Italian monarch during both world wars. Born in Naples on 11 November 1869, the only child of Umberto I and Margherita of Savoy, Victor Emmanuel, Prince of Naples, was tutored in a rigorous, Prussian-style military regimen despite his diminutive size. He inherited the Italian throne after his father’s assassination in 1900. Presiding over a Liberal constitutional monarchy and playing Italy’s Triple Alliance position against overtures to the Triple Entente, he procured Libya following the 1911–1912 Italo-Turkish War and entered World War I in 1915 on the side of the entente. Fascist Party leader Benito Mussolini made a bid for primacy in ruling Italy in 1922, and the king failed to remove him by invoking his cabinet’s martial law decree; in 1924, he sealed the Fascist triumph by allowing the embattled Duce to stay on despite widespread furor over the murder of socialist leader Giacomo Matteotti by Fascist operatives.

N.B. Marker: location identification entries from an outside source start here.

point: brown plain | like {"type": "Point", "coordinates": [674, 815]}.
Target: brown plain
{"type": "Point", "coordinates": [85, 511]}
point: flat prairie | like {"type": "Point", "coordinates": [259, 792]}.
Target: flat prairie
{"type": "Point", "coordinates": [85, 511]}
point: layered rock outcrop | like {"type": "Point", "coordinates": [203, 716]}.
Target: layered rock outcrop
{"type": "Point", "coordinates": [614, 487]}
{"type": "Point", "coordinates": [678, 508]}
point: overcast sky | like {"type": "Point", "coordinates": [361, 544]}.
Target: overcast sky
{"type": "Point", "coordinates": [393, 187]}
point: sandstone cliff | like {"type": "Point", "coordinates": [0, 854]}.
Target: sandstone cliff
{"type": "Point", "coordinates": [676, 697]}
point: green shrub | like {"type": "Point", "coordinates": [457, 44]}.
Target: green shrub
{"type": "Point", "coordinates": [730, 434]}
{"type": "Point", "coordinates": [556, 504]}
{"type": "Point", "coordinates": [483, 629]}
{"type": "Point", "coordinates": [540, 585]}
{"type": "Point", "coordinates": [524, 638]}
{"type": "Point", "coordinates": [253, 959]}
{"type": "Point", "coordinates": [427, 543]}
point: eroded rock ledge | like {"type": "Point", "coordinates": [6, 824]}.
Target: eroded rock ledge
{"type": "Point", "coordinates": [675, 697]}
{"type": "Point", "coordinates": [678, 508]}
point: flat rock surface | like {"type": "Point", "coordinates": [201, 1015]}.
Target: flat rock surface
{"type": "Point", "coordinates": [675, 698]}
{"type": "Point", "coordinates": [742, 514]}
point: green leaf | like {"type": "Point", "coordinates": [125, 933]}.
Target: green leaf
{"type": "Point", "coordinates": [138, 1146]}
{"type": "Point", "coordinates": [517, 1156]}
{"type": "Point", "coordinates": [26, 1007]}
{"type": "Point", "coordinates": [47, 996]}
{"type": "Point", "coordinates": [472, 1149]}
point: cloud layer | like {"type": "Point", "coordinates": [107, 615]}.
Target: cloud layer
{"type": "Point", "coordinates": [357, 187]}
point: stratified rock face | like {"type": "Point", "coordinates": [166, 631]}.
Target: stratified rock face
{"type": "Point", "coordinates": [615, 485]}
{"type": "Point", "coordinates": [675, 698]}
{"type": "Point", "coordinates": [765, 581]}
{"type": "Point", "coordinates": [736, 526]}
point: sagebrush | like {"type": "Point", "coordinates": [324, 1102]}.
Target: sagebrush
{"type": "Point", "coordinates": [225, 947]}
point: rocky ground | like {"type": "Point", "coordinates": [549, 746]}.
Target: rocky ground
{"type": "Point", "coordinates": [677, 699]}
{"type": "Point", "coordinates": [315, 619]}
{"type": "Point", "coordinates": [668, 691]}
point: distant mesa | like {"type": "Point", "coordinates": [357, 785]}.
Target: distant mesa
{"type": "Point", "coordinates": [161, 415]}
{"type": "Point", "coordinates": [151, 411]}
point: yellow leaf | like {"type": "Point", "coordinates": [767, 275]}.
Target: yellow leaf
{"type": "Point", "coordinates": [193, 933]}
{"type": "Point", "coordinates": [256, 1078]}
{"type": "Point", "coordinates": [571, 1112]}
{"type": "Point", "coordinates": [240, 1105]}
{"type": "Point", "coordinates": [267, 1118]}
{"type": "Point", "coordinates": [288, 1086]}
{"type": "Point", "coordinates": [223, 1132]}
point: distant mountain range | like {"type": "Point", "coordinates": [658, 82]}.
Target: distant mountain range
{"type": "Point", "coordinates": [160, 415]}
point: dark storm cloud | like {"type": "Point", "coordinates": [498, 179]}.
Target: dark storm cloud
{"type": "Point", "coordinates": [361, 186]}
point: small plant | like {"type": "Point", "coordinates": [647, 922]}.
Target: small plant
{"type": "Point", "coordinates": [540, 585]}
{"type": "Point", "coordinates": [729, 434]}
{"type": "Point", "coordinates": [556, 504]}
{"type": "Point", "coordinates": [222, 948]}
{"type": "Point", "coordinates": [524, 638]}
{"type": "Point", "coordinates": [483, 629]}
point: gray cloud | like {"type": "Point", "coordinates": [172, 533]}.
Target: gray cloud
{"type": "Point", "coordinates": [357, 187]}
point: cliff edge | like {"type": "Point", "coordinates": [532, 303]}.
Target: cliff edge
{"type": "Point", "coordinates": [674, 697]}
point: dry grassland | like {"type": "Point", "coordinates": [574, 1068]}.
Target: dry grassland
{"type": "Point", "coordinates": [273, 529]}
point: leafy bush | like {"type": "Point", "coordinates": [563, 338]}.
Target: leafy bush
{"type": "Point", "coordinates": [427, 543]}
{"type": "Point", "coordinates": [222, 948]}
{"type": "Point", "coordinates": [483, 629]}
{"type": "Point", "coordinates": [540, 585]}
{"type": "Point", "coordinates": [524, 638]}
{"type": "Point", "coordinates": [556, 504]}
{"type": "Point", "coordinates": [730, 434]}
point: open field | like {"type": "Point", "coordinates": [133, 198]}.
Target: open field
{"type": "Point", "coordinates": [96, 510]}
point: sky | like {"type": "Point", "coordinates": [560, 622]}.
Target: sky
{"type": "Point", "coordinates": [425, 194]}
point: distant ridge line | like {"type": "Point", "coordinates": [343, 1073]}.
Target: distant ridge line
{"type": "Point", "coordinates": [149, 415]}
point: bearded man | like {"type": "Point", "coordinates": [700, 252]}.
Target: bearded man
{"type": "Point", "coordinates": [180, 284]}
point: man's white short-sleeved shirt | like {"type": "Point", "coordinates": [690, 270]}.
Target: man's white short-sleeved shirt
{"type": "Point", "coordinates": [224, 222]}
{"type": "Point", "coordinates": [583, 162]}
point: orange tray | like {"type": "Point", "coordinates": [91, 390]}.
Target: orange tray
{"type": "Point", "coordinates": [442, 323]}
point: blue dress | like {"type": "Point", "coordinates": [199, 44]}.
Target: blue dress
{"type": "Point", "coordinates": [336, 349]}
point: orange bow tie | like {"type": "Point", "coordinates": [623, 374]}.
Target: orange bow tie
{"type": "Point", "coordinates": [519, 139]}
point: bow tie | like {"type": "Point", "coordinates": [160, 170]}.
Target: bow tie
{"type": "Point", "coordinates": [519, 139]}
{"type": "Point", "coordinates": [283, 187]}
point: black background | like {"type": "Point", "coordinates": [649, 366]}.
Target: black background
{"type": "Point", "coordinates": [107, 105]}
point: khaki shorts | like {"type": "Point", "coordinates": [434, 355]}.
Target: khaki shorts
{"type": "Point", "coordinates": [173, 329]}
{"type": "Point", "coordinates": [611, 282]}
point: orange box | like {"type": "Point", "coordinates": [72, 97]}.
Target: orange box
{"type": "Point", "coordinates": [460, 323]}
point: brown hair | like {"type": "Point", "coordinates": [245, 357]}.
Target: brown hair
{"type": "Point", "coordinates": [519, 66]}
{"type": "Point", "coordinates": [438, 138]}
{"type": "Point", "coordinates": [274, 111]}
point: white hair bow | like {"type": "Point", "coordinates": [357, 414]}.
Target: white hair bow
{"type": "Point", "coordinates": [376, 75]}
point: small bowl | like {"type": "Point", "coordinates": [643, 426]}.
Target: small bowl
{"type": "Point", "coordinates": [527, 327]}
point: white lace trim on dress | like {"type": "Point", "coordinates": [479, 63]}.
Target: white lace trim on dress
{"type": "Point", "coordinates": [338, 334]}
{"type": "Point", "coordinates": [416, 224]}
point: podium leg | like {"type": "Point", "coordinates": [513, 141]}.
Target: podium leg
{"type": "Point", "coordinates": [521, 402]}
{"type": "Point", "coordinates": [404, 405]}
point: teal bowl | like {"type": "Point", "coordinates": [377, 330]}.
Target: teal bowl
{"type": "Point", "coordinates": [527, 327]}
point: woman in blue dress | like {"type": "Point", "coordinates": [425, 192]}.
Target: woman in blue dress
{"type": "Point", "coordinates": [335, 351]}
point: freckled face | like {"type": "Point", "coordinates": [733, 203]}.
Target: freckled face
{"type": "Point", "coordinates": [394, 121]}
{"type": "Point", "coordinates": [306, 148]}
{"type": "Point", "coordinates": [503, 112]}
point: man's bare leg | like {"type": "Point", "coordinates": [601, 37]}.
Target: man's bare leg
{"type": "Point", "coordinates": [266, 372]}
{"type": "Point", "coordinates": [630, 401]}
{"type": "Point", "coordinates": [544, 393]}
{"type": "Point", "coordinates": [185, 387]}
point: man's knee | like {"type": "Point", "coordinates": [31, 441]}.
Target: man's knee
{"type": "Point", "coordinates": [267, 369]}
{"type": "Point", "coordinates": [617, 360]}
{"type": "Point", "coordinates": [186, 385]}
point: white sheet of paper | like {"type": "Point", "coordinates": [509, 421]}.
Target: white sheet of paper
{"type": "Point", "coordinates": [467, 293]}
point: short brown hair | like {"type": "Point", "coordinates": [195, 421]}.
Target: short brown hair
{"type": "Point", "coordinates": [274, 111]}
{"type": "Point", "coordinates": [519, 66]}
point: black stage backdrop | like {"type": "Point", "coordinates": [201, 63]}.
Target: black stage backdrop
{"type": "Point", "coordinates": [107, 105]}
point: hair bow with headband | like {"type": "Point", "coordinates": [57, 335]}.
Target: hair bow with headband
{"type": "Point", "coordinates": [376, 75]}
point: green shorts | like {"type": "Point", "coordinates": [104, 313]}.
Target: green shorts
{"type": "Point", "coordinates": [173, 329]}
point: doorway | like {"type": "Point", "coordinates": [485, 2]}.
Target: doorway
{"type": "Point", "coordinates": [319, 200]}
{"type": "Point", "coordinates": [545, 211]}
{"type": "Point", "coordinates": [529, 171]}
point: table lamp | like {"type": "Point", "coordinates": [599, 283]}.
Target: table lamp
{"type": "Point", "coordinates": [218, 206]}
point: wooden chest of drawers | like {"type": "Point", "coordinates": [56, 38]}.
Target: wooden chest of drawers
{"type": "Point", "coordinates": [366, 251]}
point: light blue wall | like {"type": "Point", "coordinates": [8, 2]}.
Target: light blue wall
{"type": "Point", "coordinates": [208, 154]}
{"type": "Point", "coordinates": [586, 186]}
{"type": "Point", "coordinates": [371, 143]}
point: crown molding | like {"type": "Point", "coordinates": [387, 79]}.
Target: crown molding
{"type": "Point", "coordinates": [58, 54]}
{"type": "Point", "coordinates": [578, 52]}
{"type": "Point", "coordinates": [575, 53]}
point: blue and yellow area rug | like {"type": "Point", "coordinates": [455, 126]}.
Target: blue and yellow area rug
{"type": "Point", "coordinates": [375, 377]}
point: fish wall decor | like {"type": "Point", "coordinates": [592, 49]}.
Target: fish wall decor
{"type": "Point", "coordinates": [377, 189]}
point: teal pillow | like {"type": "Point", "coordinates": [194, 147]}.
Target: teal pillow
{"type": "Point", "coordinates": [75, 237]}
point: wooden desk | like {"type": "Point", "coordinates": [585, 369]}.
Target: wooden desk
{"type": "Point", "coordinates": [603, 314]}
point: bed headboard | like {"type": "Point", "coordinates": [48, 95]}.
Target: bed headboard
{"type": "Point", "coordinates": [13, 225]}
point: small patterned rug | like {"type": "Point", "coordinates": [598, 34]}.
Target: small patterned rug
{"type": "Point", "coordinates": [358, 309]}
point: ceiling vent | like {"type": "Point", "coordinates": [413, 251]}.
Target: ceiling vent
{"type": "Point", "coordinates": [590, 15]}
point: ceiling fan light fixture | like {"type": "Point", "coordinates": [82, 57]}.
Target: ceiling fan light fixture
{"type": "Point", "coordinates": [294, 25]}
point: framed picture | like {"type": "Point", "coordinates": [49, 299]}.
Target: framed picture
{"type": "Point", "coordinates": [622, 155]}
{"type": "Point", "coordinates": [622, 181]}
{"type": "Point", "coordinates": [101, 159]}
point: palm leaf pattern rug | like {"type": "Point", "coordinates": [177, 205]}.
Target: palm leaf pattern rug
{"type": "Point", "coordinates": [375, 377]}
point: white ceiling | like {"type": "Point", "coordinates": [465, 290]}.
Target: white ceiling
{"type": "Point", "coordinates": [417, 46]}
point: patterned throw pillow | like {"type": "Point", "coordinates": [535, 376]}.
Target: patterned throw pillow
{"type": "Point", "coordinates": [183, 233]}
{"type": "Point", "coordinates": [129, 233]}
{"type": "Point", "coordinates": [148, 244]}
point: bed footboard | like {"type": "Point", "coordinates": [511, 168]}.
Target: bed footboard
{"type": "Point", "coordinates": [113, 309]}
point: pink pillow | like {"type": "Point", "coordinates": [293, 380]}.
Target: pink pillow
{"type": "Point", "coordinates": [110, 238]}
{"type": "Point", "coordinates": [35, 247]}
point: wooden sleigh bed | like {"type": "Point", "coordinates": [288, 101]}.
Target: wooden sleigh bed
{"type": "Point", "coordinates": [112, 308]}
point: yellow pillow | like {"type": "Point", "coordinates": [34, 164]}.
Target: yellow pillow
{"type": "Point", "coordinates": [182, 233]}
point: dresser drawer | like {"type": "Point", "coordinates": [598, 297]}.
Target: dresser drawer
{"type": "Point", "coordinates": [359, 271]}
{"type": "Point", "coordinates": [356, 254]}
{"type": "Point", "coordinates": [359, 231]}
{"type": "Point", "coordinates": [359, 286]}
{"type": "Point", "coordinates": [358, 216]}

The attentive yet reticent figurehead acquiesced in the 1935–1936 Italian war with Ethiopia, the intervention in Spain’s civil war, Mussolini’s inchoate anti-Semitic laws, the 1939 invasion of Albania, the Pact of Steel approved later that year, and Italy’s ill-advised declaration of war on the Allies on 10 June 1940. Witnessing his country’s abysmal military efforts, the king did not relish being swept away in the inevitable Fascist defeat. Retaining his authority over Italy’s armed forces, Victor Emmanuel arrested Mussolini after his ouster by the Fascist Grand Council on 25 July 1943, replacing him with the army’s Marshal Pietro Badoglio.
Following the 8 September 1943 armistice with the Western Allies, the king, with his family and aides, fled Rome for Brindisi as German troops surrounded the capital, provoking the ire of his subjects in liberated and occupied Italy alike. Urged by the Allies to abdicate, he nonetheless clung to his title but relinquished power as his son, Crown Prince Umberto, was installed as the ruling “lieutenant of the realm” following the 4 June 1944 liberation of Rome. On 9 May 1946, the stubborn Victor Emmanuel III formally passed the throne to Umberto II, but it was too late to save the monarchy. He then went into exile in Egypt and died in Alexandria on 28 December 1947.
References Ellwood, David. Italy, 1943–1945. Leicester, UK: Leicester University Press, 1985. Katz, Robert. The Fall of the House of Savoy. New York: Macmillan, 1971. Knox, MacGregor. Hitler’s Italian Allies: Royal Armed Forces, Fascist Regime, and the War of 1940–43. New York: Cambridge University Press, 2000. Mack Smith, Denis. Italy and Its Monarchy. New Haven, CT: Yale University Press, 1989.